At first the road to
Rawlinna is a broad graded road but after Arubiddy Station it deteriorates to a track. It is here one crosses the
Nullarbor Plain which is so flat you could see in to the middle of next week. We found an old Citroen wreck on the plain. The track weaved its way through numerous gates and a
vermin proof fence. As it was getting dark, I decided to
camp. But George and Maureen had other ideas and talked me in to driving to
Rawlinna. This I agreed to against my better judgement. At night, tracks take on a different spectre and it is difficult to follow them even with the help of a GPS.
Eventually we could see the lights of
Rawlinna but the tracks were now turning west and east and we were supposed to be heading north. We were virtually driving in circles. Somehow we found the right track and got to
Rawlinna. The old railway siding has a historic value. The rest of the township is operated by a humungous Lime
Mine operation.
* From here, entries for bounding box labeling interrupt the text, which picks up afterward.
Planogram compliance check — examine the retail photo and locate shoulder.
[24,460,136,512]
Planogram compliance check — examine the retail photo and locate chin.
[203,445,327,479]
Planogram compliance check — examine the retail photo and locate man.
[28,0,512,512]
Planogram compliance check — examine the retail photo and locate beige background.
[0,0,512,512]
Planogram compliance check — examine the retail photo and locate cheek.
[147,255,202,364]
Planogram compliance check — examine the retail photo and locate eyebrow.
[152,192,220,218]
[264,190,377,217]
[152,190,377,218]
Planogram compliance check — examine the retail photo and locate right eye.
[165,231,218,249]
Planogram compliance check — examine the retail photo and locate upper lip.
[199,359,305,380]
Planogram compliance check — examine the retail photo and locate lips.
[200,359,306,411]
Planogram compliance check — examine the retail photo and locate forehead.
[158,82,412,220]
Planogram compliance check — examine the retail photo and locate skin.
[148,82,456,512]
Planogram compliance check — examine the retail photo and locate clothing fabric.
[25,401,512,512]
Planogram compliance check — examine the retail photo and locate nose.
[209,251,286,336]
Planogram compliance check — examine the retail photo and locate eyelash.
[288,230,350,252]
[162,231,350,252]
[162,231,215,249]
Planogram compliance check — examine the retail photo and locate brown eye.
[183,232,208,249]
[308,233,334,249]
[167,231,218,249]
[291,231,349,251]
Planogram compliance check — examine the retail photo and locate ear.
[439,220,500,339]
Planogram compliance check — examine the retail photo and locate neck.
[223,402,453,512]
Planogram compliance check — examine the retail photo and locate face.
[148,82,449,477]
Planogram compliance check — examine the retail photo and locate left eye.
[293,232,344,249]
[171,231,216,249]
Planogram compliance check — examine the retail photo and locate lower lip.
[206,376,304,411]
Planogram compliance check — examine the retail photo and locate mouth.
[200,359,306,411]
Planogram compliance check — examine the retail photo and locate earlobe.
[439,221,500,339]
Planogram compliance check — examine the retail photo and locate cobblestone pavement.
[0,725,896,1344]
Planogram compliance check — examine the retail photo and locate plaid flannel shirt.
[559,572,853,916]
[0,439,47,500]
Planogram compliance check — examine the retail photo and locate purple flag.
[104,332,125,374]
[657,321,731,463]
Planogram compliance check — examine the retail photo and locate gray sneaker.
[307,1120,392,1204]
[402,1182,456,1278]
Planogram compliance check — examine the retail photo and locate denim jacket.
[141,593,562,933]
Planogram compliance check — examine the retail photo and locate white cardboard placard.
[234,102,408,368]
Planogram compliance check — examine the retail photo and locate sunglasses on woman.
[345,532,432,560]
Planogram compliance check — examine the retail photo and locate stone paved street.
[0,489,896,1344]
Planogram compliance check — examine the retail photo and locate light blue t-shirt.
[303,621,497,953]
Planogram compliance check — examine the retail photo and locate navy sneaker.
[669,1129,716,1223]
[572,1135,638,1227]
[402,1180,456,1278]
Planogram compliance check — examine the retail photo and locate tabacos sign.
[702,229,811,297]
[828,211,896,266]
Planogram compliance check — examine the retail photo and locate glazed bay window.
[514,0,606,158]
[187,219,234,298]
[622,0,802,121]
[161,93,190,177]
We saw a light on in a bungalow and enquired to where we could
camp. We were directed to the Nullarbor Muster Gymkhana Grounds. Turn left here over the railway line, then go, maybe 1km, then turn right at the white pole(no sign)……… We found it in the pitch dark and set up
camp behind a large shed to be out of the bitterly cold wind. Only the next day did we found out that the shed was an old aircraft hangar and we could have fitted both vehicles and tents in there…Oh
well!
Had get directions out of
Rawlinna. “Go down that track mate, and turn left at them tyres and go through the
gate. That’s the start of the Connie Sue, mate” Hmmmm…tracks going everywhere. Just follow your instinct. This is where the GPS and laptop worked
well, even if I had to do it manually.